La tour de Babel

Dans le désert iranien, à travers une installation composée de blocs en miroirs rotatifs, l’artiste iranienne Shirin Abedinirad et le designer italien Guglielmo Torelli proposent une version moderne de la tour de Babel (2015).

Dans le désert iranien, à travers une installation composée de blocs en miroirs rotatifs, l’artiste iranienne Shirin Abedinirad et le designer italien Guglielmo Torelli proposent une version moderne de la tour de Babel (2015).
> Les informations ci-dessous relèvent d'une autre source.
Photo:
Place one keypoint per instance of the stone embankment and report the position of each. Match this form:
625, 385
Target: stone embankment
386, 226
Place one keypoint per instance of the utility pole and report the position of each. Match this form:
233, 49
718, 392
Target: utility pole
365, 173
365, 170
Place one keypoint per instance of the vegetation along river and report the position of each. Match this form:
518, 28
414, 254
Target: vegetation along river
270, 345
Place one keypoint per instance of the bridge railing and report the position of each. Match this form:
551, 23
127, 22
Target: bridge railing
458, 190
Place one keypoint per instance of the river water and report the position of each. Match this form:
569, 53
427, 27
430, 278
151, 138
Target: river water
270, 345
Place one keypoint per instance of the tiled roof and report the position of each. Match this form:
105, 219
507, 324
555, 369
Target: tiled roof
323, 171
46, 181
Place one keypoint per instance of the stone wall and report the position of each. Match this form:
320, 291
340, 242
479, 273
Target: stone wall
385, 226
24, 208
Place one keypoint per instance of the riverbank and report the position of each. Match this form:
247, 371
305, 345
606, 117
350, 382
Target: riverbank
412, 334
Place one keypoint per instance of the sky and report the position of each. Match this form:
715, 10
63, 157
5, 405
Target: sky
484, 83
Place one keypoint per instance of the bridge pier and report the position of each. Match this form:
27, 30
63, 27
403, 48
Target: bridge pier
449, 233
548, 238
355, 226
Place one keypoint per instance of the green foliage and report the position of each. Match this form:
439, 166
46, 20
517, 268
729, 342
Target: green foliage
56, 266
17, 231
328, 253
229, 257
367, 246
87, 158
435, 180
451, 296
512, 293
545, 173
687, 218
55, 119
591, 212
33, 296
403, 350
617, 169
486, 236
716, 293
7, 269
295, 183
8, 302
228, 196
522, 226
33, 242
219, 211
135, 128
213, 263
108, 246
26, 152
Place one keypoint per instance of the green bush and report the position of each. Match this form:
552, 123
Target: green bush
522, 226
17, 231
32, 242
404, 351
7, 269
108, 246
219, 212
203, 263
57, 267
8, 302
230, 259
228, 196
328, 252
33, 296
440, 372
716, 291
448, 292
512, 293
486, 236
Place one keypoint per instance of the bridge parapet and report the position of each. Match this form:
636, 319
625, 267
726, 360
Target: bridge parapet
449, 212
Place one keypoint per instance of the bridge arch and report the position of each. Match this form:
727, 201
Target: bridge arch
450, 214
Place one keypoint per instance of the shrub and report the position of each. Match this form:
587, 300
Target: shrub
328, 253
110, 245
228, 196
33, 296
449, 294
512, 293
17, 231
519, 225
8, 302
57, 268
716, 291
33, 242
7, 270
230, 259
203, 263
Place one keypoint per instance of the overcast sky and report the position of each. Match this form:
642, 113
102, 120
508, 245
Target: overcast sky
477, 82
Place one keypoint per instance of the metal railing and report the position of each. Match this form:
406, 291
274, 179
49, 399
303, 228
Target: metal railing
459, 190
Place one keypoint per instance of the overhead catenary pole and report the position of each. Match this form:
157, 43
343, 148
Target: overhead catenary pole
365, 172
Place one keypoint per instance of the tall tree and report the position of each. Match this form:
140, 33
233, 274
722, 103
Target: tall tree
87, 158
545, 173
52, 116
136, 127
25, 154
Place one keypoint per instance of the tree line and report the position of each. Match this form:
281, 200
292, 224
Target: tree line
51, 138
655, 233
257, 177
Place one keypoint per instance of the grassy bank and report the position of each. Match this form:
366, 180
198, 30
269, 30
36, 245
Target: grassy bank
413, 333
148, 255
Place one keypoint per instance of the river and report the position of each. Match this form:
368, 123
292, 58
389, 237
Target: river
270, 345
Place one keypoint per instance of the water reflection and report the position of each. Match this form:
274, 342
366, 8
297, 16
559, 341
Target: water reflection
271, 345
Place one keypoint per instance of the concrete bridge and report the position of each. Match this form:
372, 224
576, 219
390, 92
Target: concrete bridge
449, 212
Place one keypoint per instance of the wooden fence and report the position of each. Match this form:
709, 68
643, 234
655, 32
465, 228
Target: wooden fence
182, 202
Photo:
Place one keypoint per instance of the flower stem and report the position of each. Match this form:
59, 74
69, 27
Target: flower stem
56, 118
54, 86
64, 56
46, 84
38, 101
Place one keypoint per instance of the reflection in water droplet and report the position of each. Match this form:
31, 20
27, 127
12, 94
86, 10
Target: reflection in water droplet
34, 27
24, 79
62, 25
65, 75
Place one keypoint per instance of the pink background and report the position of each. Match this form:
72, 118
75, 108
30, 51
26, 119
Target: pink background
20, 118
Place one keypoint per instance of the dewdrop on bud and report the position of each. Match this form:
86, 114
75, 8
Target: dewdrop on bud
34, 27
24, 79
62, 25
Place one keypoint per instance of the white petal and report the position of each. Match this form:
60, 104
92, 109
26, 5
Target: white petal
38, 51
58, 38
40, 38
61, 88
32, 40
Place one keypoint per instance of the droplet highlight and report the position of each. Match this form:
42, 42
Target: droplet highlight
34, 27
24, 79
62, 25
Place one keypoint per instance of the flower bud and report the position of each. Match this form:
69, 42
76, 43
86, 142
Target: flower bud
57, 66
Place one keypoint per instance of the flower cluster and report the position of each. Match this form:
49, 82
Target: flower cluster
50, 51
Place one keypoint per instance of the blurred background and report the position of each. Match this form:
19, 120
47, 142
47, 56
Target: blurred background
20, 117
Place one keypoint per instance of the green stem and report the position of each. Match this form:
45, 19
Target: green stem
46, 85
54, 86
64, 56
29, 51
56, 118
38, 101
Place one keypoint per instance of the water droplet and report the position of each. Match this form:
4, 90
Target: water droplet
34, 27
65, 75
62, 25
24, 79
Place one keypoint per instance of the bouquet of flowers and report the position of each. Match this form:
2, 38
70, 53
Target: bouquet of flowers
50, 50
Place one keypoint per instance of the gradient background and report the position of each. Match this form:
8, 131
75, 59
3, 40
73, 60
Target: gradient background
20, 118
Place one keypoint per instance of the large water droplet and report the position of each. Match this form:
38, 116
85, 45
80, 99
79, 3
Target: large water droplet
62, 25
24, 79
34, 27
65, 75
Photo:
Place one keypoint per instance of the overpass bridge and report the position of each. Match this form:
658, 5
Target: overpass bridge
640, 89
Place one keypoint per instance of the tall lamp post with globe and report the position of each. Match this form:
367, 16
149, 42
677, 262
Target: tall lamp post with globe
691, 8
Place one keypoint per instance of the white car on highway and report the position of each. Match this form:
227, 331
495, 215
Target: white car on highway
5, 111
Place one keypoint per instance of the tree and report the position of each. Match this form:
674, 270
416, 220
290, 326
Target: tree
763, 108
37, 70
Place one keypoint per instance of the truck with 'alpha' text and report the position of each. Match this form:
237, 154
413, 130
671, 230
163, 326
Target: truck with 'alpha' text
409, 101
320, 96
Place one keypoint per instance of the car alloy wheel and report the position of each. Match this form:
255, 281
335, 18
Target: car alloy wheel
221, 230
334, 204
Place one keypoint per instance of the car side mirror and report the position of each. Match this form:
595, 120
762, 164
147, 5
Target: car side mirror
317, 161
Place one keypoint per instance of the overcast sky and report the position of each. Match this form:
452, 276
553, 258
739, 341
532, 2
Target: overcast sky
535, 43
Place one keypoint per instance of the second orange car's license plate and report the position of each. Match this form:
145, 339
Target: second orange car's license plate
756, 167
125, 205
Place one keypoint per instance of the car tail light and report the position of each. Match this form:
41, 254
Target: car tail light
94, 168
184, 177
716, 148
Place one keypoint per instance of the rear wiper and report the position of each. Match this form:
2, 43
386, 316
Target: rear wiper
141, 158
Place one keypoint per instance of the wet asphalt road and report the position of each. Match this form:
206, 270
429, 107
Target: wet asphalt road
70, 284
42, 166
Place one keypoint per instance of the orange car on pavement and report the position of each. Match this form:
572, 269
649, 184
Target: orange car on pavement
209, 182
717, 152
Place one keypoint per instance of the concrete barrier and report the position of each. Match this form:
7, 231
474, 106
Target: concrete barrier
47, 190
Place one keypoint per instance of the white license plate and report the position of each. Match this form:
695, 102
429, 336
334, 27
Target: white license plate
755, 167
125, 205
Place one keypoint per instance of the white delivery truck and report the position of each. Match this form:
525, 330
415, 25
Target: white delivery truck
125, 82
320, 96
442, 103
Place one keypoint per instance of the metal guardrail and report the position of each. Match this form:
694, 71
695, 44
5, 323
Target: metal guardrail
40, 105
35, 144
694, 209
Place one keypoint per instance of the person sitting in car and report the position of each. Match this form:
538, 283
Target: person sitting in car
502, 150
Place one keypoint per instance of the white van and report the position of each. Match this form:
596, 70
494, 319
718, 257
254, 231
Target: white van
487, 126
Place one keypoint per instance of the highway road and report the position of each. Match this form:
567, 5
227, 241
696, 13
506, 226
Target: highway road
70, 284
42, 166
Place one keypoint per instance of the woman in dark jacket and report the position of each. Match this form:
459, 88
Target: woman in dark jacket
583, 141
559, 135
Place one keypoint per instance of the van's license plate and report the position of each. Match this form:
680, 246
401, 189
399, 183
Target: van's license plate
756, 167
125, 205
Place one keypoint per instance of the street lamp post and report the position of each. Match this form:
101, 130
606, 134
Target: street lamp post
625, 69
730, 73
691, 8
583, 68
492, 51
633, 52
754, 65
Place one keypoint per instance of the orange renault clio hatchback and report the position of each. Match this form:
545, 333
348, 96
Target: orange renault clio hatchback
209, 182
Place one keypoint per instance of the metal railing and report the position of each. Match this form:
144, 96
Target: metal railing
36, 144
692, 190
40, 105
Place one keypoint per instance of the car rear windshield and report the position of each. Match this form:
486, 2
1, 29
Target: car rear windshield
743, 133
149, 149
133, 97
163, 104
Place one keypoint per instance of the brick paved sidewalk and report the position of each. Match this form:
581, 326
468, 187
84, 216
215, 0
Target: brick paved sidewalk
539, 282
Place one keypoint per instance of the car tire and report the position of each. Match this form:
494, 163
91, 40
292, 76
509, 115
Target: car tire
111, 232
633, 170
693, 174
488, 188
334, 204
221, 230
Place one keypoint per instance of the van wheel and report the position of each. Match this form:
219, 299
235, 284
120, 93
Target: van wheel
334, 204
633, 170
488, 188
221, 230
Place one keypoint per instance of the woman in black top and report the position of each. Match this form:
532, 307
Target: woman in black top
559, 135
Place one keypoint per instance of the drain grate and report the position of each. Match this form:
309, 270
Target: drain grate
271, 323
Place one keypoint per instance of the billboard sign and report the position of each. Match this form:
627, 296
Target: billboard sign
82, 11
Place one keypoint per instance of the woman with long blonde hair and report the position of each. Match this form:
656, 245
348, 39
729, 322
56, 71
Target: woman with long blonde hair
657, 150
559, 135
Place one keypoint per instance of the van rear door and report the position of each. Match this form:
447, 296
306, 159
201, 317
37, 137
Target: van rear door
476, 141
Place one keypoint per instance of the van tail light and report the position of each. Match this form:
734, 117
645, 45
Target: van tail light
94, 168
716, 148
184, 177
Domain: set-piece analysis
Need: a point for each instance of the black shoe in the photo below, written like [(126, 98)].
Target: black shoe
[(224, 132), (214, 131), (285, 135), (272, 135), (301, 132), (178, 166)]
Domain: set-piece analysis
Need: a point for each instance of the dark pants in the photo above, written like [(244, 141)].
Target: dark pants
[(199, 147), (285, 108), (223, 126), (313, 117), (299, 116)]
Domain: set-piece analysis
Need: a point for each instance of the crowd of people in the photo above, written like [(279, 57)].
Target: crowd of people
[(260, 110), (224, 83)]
Pourquoi, si toute la terre avait la même langue et les mêmes mots, existe-t-il aujourd’hui tant de langues, d’idiomes et de dialectes ? La réponse traditionnelle fait référence à la punition divine, mais l’on peut ajouter d’autres éléments pour enrichir le contexte interprétatif.

Dans la « table des peuples » (Gen 10), l’on parle de la dispersion des différents groupes humains, en attribuant l’origine des peuples aux trois fils de Noé. De cette façon, on met en relief la racine commune grâce à laquelle ont été générés les hommes et l’on souligne que la dispersion sur la terre est liée à la bénédiction de Dieu : c’est donc un fait positif. Tous les peuples ont la même racine, la même origine, et donc pluralité et unité sont présentées comme une valeur et non pas comme un problème.

En Genèse 11, en revanche, les hommes suivent un autre chemin : de l’Orient, ils se concentrent en un seul lieu. En effet, ils cherchent un endroit où s’installer de peur de se disperser sur toute la terre. Or, ce qui dans le chapitre précédent était considéré comme une valeur est maintenant ressenti comme une menace, contre laquelle les hommes réagissent en se concentrant en un seul lieu et en créant une ville.

Ces hommes ne cherchent pas à s’éliminer les uns les autres, mais travaillent ensemble. Dieu intervient pour bouleverser leur projet : l’unité apparente des hommes cacherait peut-être un problème. Le récit de Genèse 11 décrit un groupe humain uniforme, dans lequel tout le monde utilise les mêmes mots et fait le même travail. La peur de la dispersion les pousse à concevoir une stratégie de défense basée sur le gommage des différences. Dieu intervient contre ce projet, non parce qu’il se sent menacé, mais parce que le projet lui-même nuit à la dignité humaine.

Ces deux chapitres de la Genèse nous offrent la possibilité de les analyser avec des points de vue complémentaires, parce qu’ils nous permettent de mettre en question certaines de nos certitudes. Par exemple, nous pouvons croire qu’un projet commun est une valeur noble et que la dispersion nous rend fragiles : le texte biblique nous offre deux points de vue et montre les avantages et les désavantages de chaque attitude, tout en déclarant la valeur positive des différences culturelles et religieuses, dans la mesure où elles deviennent des occasions propices de rencontre avec l’autre.

Ce discours peut s’appliquer à plusieurs situations, mais l’auteur biblique a  une réalité précise à l’esprit, celle de l’empire babylonien dont il cite la ville, Babel. Il parle aussi des matériaux employés, les briques et le brai, au lieu des pierres carrées, comme on faisait d’habitude en Israël. Le texte insiste aussi sur la tour, la ziqqurat, qui était la caractéristique de la religion babylonienne.

La Babylonie avait créé un empire basé sur l’asservissement forcé de nombreuses populations qui avaient donc perdu leur identité. C’est dans ce sens qu’il faut entendre l’expression : « Toute la terre avait un même langage et un seul parler » (Gen 11, 1). Pour un Babylonien, elle célébrait la grandeur de l’empire, mais un Israélite la contestait comme un projet mégalomane d’oppression de l’homme sur l’homme.